Many people, especially first-time home buyers, prefer FHA-insured loans because of its relatively low-cost. This mortgage loan is insured or secured by the government, when the property owner fails to make mortgage payments on the property; FHA takes the property to a foreclosure to recover the loan. The government may also seize the homeowner's real estate to cover the bill if a citizen fails to pay his taxes. HUD homes are available for public; anyone with enough money can purchase these homes via HUD real estate agents or bid on the property at auction. Let's take a look of the pros and cons of buying government-owned properties and learn how to find and buy HUD homes.
The pros and cons of buying HUD properties
One of the big benefits of purchasing HUD homes is that you may qualify for FHA financing. Special interest rates for loans are available for homeowners who buying run-down properties. However, HUD properties are often sold at market or slightly below market value. They're also rarely located in ritziest neighbourhoods. Furthermore, HUD homes are like any other homes sold in the auction, professional inspection is required to investigate any potential damages to the property before you make your offer. That means looking for a right property, you may need to spend much more time and make more effort than you do in other real estate investments.

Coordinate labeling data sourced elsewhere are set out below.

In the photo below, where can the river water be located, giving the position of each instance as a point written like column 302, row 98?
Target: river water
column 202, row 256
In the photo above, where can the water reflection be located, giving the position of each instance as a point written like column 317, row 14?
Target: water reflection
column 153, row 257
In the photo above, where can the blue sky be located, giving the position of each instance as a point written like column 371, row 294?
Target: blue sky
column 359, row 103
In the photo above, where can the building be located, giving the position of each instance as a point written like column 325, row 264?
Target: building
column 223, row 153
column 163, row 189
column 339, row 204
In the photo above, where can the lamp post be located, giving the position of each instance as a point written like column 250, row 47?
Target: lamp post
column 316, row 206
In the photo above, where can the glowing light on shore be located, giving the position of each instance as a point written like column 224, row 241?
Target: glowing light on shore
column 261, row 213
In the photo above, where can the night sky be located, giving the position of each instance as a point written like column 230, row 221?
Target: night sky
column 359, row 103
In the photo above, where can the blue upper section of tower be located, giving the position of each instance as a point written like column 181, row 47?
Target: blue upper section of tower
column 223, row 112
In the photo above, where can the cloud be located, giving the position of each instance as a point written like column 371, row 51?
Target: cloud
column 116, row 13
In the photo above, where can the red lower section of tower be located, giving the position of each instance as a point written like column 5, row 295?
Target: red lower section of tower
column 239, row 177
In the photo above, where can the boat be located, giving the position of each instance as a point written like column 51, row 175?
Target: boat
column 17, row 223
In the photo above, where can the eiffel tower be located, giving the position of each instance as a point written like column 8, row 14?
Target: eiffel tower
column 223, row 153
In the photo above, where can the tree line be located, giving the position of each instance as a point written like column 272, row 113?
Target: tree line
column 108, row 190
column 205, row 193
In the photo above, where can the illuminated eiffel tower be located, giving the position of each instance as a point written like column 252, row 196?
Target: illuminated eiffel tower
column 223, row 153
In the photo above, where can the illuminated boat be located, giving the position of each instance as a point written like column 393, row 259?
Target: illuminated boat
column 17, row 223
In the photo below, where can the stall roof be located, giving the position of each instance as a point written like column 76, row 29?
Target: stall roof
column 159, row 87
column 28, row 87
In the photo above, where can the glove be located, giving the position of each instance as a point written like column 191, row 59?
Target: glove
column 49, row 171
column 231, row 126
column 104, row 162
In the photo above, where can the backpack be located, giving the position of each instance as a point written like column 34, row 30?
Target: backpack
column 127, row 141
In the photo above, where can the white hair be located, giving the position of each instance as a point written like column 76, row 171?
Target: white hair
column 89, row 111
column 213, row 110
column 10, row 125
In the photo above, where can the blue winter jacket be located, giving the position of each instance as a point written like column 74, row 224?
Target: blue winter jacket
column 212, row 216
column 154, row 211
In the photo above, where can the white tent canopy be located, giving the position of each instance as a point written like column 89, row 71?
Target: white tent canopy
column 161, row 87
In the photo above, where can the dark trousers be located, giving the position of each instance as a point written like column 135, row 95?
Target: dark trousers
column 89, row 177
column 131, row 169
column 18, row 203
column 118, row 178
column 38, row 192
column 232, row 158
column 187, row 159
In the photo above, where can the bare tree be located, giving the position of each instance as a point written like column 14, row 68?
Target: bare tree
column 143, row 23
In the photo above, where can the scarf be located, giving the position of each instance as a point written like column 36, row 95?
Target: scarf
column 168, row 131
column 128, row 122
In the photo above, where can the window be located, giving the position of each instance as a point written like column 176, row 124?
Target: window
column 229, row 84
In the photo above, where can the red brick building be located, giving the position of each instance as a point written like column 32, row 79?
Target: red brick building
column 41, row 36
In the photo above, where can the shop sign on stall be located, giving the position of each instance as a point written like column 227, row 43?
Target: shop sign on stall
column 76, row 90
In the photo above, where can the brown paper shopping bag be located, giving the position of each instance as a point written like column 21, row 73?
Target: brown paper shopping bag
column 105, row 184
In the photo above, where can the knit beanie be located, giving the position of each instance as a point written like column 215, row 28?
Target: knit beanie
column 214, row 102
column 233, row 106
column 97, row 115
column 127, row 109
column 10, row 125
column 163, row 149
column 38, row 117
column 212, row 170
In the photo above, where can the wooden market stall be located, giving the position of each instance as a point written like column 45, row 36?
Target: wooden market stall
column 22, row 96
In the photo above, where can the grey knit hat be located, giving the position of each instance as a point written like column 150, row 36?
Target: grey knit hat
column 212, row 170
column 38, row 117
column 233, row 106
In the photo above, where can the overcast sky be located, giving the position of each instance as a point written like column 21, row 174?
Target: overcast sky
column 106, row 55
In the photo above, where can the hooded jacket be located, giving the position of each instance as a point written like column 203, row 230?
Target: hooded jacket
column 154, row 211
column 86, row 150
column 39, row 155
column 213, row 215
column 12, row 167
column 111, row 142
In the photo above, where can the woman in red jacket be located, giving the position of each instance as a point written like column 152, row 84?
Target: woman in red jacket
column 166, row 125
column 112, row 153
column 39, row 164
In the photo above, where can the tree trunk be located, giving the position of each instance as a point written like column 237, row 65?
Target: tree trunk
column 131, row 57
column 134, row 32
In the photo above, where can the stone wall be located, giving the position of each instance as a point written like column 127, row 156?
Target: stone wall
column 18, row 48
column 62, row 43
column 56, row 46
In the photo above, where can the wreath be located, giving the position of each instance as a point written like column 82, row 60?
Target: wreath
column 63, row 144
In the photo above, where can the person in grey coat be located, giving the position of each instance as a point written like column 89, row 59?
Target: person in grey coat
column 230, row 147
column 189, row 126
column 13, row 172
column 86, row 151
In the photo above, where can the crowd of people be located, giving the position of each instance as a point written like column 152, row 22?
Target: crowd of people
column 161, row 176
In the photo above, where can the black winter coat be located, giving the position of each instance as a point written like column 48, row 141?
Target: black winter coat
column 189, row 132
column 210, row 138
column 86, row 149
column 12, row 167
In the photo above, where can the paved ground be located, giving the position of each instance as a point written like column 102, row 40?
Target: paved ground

Find HUD opportunities via agents or online
The government will often list the properties with HUD-approved real estate agents. A real estate agent that specializes in HUD homes provide you with all the information available for the property. Finding a real estate agent, not only you can save time for researching the home, you also getting useful advice from the real estate agent's expertise. Another resource of finding HUD homes is online listings. The U.S. Department of Housing and Urban Development lists information of HUD homes on their office website. A complete description of the property along with a photo and links to additional information are available online. You can find the contact information for the HUD-registered broker if you want to make an offer.
The bottom line
HUD opportunities are equally available to everyone if you follow the instructions above. If someone tries to sell you some HUD homes and claims that he has more information to help you to make a best deal, you may need to consider if that extra information really matters and is well worth the additional consultancy fee.